Symbol of Life

Snow on holly (1)

Holly (Ilex aquifolium) or Cuileann in Irish was classified by the 8th century Laws of Neighbourhood as one of the seven ‘nobles of the wood’ (1). These included as well oak, ash, yew, Scots pine, crab apple, hazel. It had a high ranking because it was a most useful tree for war (making chariot shafts and spears) and for feeding livestock. The fine for cutting down one of these trees was two and a half milch cows; for cutting a branch a one-year-old heifer; for cutting a fork a two-year-old heifer.

Ivy (2)
Holly berries (3)

Holly and ivy were used for protection against evil spirits.
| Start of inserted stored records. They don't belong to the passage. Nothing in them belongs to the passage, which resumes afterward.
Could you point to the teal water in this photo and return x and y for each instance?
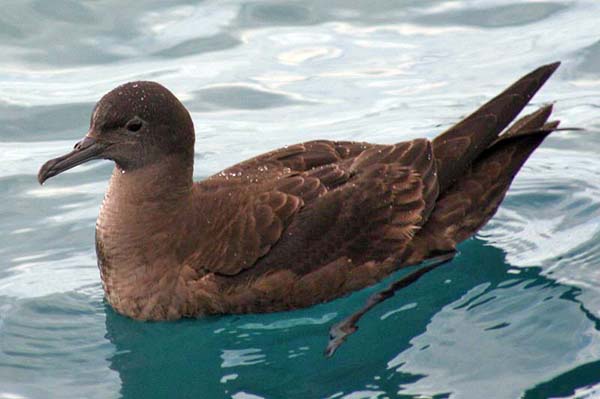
(516, 314)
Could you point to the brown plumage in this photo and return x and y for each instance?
(296, 226)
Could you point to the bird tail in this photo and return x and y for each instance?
(458, 147)
(474, 198)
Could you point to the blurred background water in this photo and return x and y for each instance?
(516, 314)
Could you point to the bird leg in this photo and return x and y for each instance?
(340, 331)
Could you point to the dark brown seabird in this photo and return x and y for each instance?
(293, 227)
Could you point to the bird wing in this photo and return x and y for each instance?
(361, 202)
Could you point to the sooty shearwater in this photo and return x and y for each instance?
(293, 227)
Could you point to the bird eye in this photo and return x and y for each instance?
(134, 125)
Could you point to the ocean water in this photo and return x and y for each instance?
(515, 315)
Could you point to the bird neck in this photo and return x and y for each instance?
(166, 181)
(143, 215)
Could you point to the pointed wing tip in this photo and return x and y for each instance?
(549, 69)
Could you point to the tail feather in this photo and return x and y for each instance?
(468, 205)
(459, 146)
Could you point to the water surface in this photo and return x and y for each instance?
(516, 314)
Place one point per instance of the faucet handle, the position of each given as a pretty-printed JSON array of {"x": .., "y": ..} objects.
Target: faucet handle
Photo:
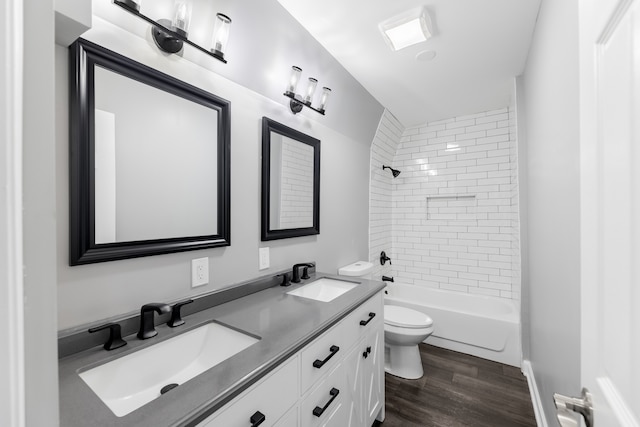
[
  {"x": 285, "y": 279},
  {"x": 115, "y": 336},
  {"x": 176, "y": 318}
]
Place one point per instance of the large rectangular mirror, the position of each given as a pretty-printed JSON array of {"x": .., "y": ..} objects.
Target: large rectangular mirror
[
  {"x": 290, "y": 182},
  {"x": 149, "y": 165}
]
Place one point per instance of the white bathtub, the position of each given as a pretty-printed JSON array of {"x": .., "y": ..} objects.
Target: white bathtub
[{"x": 472, "y": 324}]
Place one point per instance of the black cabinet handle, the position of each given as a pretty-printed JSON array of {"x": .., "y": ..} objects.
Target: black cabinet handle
[
  {"x": 318, "y": 411},
  {"x": 367, "y": 352},
  {"x": 332, "y": 351},
  {"x": 366, "y": 322},
  {"x": 257, "y": 419}
]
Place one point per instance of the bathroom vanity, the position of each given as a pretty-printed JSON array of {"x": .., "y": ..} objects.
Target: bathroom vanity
[{"x": 313, "y": 363}]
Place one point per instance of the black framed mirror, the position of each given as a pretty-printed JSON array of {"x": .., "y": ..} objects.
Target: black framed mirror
[
  {"x": 149, "y": 160},
  {"x": 290, "y": 182}
]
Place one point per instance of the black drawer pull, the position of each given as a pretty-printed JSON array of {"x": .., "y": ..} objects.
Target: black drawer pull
[
  {"x": 320, "y": 363},
  {"x": 366, "y": 322},
  {"x": 318, "y": 411},
  {"x": 257, "y": 419}
]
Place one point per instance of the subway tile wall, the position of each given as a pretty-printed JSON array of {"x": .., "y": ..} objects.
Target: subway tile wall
[
  {"x": 454, "y": 207},
  {"x": 296, "y": 184}
]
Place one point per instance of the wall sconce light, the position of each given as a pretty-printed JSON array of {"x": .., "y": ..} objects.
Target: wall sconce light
[
  {"x": 171, "y": 35},
  {"x": 297, "y": 101}
]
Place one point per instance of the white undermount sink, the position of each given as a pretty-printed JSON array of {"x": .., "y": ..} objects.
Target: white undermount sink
[
  {"x": 323, "y": 289},
  {"x": 134, "y": 380}
]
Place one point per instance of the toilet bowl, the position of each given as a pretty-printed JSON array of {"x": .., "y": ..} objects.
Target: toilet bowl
[{"x": 404, "y": 329}]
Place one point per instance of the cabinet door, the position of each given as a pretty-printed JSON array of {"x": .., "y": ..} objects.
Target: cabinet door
[
  {"x": 373, "y": 376},
  {"x": 354, "y": 370}
]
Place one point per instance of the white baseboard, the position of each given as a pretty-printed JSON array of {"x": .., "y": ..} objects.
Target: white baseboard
[{"x": 527, "y": 370}]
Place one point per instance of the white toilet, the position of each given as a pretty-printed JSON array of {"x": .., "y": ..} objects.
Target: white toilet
[{"x": 404, "y": 329}]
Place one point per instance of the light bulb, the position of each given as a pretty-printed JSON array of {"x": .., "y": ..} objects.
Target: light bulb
[
  {"x": 293, "y": 80},
  {"x": 181, "y": 17},
  {"x": 220, "y": 34},
  {"x": 325, "y": 96},
  {"x": 311, "y": 89}
]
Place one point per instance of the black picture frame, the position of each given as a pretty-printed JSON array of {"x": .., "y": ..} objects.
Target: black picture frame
[
  {"x": 267, "y": 233},
  {"x": 84, "y": 56}
]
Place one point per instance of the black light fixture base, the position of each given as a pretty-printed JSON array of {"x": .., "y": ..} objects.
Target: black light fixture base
[
  {"x": 166, "y": 41},
  {"x": 297, "y": 103},
  {"x": 164, "y": 26}
]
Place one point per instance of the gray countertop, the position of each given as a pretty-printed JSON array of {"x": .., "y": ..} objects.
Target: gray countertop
[{"x": 284, "y": 323}]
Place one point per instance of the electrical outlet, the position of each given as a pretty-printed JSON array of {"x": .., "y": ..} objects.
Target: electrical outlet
[
  {"x": 199, "y": 272},
  {"x": 264, "y": 258}
]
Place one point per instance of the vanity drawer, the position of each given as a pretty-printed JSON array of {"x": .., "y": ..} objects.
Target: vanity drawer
[
  {"x": 271, "y": 397},
  {"x": 325, "y": 352},
  {"x": 364, "y": 319},
  {"x": 330, "y": 397}
]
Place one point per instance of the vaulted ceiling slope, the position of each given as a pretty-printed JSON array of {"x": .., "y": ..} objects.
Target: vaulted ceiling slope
[{"x": 479, "y": 45}]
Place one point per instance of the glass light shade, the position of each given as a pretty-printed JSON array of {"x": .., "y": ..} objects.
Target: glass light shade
[
  {"x": 220, "y": 34},
  {"x": 326, "y": 92},
  {"x": 311, "y": 89},
  {"x": 130, "y": 4},
  {"x": 294, "y": 79},
  {"x": 181, "y": 17}
]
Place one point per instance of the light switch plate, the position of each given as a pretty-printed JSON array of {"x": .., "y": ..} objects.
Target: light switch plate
[
  {"x": 199, "y": 272},
  {"x": 264, "y": 258}
]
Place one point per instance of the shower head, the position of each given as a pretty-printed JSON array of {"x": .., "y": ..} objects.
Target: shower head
[{"x": 395, "y": 172}]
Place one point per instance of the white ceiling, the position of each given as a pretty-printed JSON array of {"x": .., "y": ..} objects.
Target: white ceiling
[{"x": 480, "y": 46}]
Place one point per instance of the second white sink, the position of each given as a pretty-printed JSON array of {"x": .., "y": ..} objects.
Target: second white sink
[
  {"x": 134, "y": 380},
  {"x": 323, "y": 289}
]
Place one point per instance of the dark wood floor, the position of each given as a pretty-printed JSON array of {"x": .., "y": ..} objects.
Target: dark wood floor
[{"x": 458, "y": 390}]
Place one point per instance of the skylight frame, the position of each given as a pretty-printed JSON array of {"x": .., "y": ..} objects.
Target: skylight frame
[{"x": 407, "y": 29}]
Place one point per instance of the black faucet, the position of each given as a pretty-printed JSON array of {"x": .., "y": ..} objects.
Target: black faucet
[
  {"x": 147, "y": 324},
  {"x": 295, "y": 275}
]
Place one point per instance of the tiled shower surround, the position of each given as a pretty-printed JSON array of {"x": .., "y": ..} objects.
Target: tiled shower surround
[{"x": 450, "y": 220}]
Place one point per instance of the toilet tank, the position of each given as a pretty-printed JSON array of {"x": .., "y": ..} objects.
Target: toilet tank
[{"x": 357, "y": 269}]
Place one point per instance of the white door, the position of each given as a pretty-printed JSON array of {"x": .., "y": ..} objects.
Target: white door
[{"x": 610, "y": 208}]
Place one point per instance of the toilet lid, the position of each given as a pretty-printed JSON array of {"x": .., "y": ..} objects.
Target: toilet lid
[{"x": 405, "y": 317}]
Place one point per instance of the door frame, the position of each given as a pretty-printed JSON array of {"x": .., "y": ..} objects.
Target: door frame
[{"x": 12, "y": 374}]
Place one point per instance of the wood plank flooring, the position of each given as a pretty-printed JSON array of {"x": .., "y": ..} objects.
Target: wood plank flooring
[{"x": 458, "y": 390}]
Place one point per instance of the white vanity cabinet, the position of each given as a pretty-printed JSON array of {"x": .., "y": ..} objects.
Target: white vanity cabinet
[{"x": 335, "y": 381}]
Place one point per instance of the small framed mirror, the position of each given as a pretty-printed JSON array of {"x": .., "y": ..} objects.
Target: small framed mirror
[
  {"x": 149, "y": 160},
  {"x": 290, "y": 182}
]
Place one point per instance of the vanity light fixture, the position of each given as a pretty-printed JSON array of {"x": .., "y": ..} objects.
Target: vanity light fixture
[
  {"x": 297, "y": 101},
  {"x": 395, "y": 172},
  {"x": 171, "y": 34},
  {"x": 407, "y": 29}
]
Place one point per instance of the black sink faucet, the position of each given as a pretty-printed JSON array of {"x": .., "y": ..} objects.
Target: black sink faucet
[
  {"x": 147, "y": 324},
  {"x": 295, "y": 275}
]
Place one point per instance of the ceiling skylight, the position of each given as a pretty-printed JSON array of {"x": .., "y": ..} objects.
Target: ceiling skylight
[{"x": 405, "y": 30}]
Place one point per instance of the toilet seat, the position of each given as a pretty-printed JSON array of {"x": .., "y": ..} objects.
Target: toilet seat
[{"x": 406, "y": 317}]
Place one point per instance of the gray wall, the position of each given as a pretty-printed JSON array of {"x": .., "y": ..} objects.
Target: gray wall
[
  {"x": 39, "y": 217},
  {"x": 91, "y": 293},
  {"x": 551, "y": 148}
]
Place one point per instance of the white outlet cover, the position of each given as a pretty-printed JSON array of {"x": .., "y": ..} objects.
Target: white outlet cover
[
  {"x": 199, "y": 272},
  {"x": 264, "y": 258}
]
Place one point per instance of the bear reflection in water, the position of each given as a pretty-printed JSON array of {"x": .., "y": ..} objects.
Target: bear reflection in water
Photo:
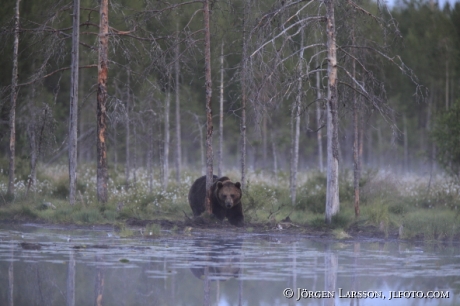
[{"x": 216, "y": 259}]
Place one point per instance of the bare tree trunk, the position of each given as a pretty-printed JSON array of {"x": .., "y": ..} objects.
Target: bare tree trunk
[
  {"x": 221, "y": 114},
  {"x": 295, "y": 122},
  {"x": 14, "y": 96},
  {"x": 447, "y": 85},
  {"x": 71, "y": 278},
  {"x": 332, "y": 192},
  {"x": 128, "y": 129},
  {"x": 11, "y": 277},
  {"x": 167, "y": 136},
  {"x": 73, "y": 120},
  {"x": 275, "y": 160},
  {"x": 150, "y": 155},
  {"x": 319, "y": 123},
  {"x": 200, "y": 131},
  {"x": 178, "y": 131},
  {"x": 32, "y": 135},
  {"x": 102, "y": 175},
  {"x": 208, "y": 86},
  {"x": 331, "y": 263},
  {"x": 244, "y": 96},
  {"x": 99, "y": 284},
  {"x": 264, "y": 141},
  {"x": 356, "y": 156},
  {"x": 135, "y": 155}
]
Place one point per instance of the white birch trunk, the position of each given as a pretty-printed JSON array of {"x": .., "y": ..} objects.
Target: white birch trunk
[
  {"x": 14, "y": 96},
  {"x": 167, "y": 136},
  {"x": 332, "y": 189},
  {"x": 73, "y": 120},
  {"x": 221, "y": 114},
  {"x": 295, "y": 121},
  {"x": 178, "y": 126}
]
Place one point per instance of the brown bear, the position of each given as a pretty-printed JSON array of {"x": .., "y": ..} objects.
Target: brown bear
[{"x": 225, "y": 199}]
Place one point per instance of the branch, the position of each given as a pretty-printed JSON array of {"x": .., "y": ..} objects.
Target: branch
[{"x": 54, "y": 72}]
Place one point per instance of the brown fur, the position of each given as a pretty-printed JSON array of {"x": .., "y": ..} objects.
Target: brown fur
[{"x": 225, "y": 199}]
In winter holly was brought indoors so that the “good people” could find shelter in it from the cold. Like ivy it was a symbol of green life which would come in spring (2)
The word ‘holly’ comes from the word ‘holy’ and was associated with Christ’s suffering: the thorns represented his crown and the berries his dripping blood (3).  Both holly and ivy leaves were put under the pillow to foretell marriage. This rhyme was recited: “Oh ivy green and holly red, tell me, tell me when I shall wed”.

Female flowers (4a)
Male flowers (4b)

Berries are only formed on female trees.  These begin their lives as tiny white four-petalled flowers which can be seen in May.  They need pollen from the similar looking flowers of a nearby male tree to be fertilised.  It is easy to distinguish male flowers from female ones because the former will always have four stamens with yellow anthers on top (4a;4b;4c).

Emerging berries (4c)
Stratifying holly berries (5)

Don’t throw away those holly berries after the Christmas season.  They can be placed in a mixture of half horticultural sand and half peat-free compost and stratified for eighteen months outdoors.  Mix the berries with the sand/peat mixture at a ratio of 1:3. Some people extract the skins and flesh first before stratifying them.  After eighteen months remove the seeds that have germinated and place them in small 7cm diameter pots of peat-free compost (5).
Places named after the holly include, Cullen (Place abounding in holly), Kilcullen (Church of the holly), Glencullen (Glen of the holly),  Moycullen, (Plain of holly), Cloncullen, (Meadow of holly).